📄
Abstract - Bridging Visual Representation and Reinforcement Learning from Verifiable Rewards in Large Vision-Language Models
Reinforcement Learning from Verifiable Rewards (RLVR) has substantially enhanced the reasoning capabilities of large language models in abstract reasoning tasks. However, its application to Large Vision-Language Models (LVLMs) remains constrained by a structural representational bottleneck. Existing approaches generally lack explicit modeling and effective utilization of visual information, preventing visual representations from being tightly coupled with the reinforcement learning optimization process and thereby limiting further improvements in multimodal reasoning performance. To address this limitation, we propose KAWHI (Key-Region Aligned Weighted Harmonic Incentive), a plug-and-play reward reweighting mechanism that explicitly incorporates structured visual information into uniform reward policy optimization methods (e.g., GRPO and GSPO).
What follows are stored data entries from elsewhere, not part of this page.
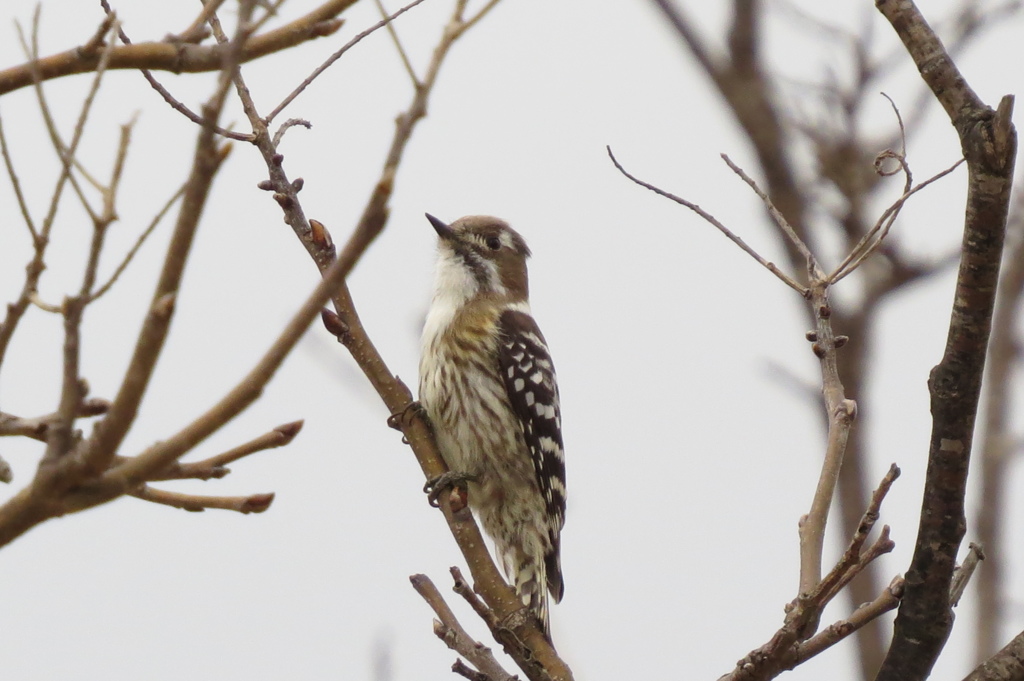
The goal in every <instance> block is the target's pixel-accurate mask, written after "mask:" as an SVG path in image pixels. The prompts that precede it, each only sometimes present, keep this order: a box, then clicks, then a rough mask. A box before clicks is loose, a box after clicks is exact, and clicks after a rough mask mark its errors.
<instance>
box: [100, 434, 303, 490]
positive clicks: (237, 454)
mask: <svg viewBox="0 0 1024 681" xmlns="http://www.w3.org/2000/svg"><path fill="white" fill-rule="evenodd" d="M302 423H303V422H302V421H293V422H292V423H286V424H284V425H281V426H278V427H276V428H274V429H273V430H271V431H270V432H268V433H264V434H262V435H260V436H259V437H256V438H255V439H251V440H249V441H248V442H246V443H245V444H240V445H239V446H237V448H233V449H231V450H228V451H227V452H224V453H223V454H218V455H217V456H215V457H210V458H209V459H204V460H203V461H189V462H179V461H174V462H171V464H170V465H168V466H167V467H166V468H164V469H163V470H160V471H158V472H157V473H155V474H154V475H152V476H151V477H150V480H151V481H155V480H183V479H200V480H209V479H211V478H221V477H224V476H225V475H227V474H228V473H230V472H231V471H230V469H228V468H227V467H226V466H227V465H228V464H230V463H233V462H236V461H238V460H239V459H242V458H244V457H248V456H250V455H253V454H256V453H257V452H264V451H266V450H272V449H275V448H279V446H285V445H286V444H289V443H291V441H292V440H293V439H294V438H295V436H296V435H298V434H299V431H300V430H302ZM118 463H119V464H120V463H121V462H120V461H119V462H118Z"/></svg>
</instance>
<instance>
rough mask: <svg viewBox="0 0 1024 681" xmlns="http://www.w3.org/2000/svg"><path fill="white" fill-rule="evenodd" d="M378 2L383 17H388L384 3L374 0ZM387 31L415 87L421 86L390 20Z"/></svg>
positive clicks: (381, 15) (412, 62)
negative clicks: (397, 50) (384, 8)
mask: <svg viewBox="0 0 1024 681" xmlns="http://www.w3.org/2000/svg"><path fill="white" fill-rule="evenodd" d="M374 1H375V2H376V3H377V9H378V10H379V11H380V13H381V18H384V19H387V18H388V13H387V10H386V9H384V3H383V2H381V0H374ZM387 32H388V35H390V36H391V41H392V42H393V43H394V47H395V49H396V50H398V56H399V57H400V58H401V65H402V66H403V67H404V68H406V73H407V74H409V78H410V80H412V81H413V87H420V79H419V78H418V77H417V76H416V70H415V69H413V62H412V61H410V60H409V55H408V54H407V53H406V48H404V47H402V45H401V41H400V40H398V32H397V31H395V30H394V25H393V24H391V22H390V20H389V22H388V23H387Z"/></svg>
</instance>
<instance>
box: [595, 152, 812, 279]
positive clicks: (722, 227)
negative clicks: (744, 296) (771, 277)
mask: <svg viewBox="0 0 1024 681" xmlns="http://www.w3.org/2000/svg"><path fill="white" fill-rule="evenodd" d="M605 148H606V150H607V152H608V158H610V159H611V163H613V164H614V165H615V168H617V169H618V172H621V173H622V174H624V175H626V177H628V178H629V179H631V180H633V181H634V182H636V183H637V184H639V185H640V186H642V187H644V188H647V189H650V190H651V191H653V193H654V194H656V195H658V196H662V197H665V198H666V199H669V200H670V201H674V202H676V203H677V204H679V205H680V206H684V207H686V208H689V209H690V210H691V211H693V212H694V213H696V214H697V215H699V216H700V217H702V218H703V219H705V221H707V222H710V223H711V224H713V225H715V227H717V228H718V230H719V231H721V232H722V233H723V235H725V236H726V238H728V239H729V241H731V242H732V243H733V244H735V245H736V246H738V247H739V248H740V249H741V250H742V251H743V252H744V253H746V254H748V255H749V256H751V257H752V258H754V259H755V260H757V261H758V262H759V263H761V265H762V266H763V267H764V268H765V269H767V270H768V271H770V272H771V273H772V274H774V275H775V276H777V278H778V279H779V280H781V281H782V283H783V284H785V285H786V286H787V287H790V288H791V289H793V290H794V291H796V292H798V293H799V294H800V295H802V296H806V295H807V288H806V287H804V286H801V285H800V284H798V283H797V282H795V281H794V280H793V279H791V278H790V275H788V274H786V273H785V272H783V271H782V270H781V269H779V268H778V267H777V266H776V265H775V263H773V262H769V261H767V260H765V259H764V258H763V257H761V254H760V253H758V252H757V251H755V250H754V249H753V248H751V247H750V246H748V245H746V242H744V241H743V240H742V239H740V238H739V237H737V236H736V235H734V233H733V232H732V230H730V229H729V228H728V227H726V226H725V225H724V224H722V223H721V222H719V221H718V218H716V217H715V216H714V215H712V214H711V213H709V212H708V211H706V210H703V209H702V208H700V207H699V206H697V205H696V204H694V203H691V202H689V201H686V200H685V199H682V198H680V197H677V196H676V195H674V194H672V193H670V191H666V190H665V189H662V188H660V187H657V186H654V185H653V184H650V183H649V182H645V181H643V180H642V179H640V178H638V177H636V176H635V175H632V174H631V173H630V172H629V171H627V170H626V169H625V168H624V167H623V166H622V164H621V163H618V160H617V159H616V158H615V155H614V154H612V153H611V147H610V146H605Z"/></svg>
The method adaptively localizes semantically salient regions through hierarchical geometric aggregation, identifies vision-critical attention heads via structured attribution, and performs paragraph-level credit reallocation to align spatial visual evidence with semantically decisive reasoning steps. Extensive empirical evaluations on diverse reasoning benchmarks substantiate KAWHI as a general-purpose enhancement module, consistently improving the performance of various uniform reward optimization methods. Project page: KAWHI (this https URL)
基于可验证奖励的大型视觉语言模型中视觉表征与强化学习的桥接 /
Bridging Visual Representation and Reinforcement Learning from Verifiable Rewards in Large Vision-Language Models
1️⃣ 一句话总结
这项研究提出了一种名为KAWHI的即插即用奖励重加权机制,通过将关键视觉区域信息融入强化学习优化过程,有效解决了现有方法中视觉与推理步骤脱节的问题,从而显著提升了大型视觉语言模型在多模态推理任务上的性能。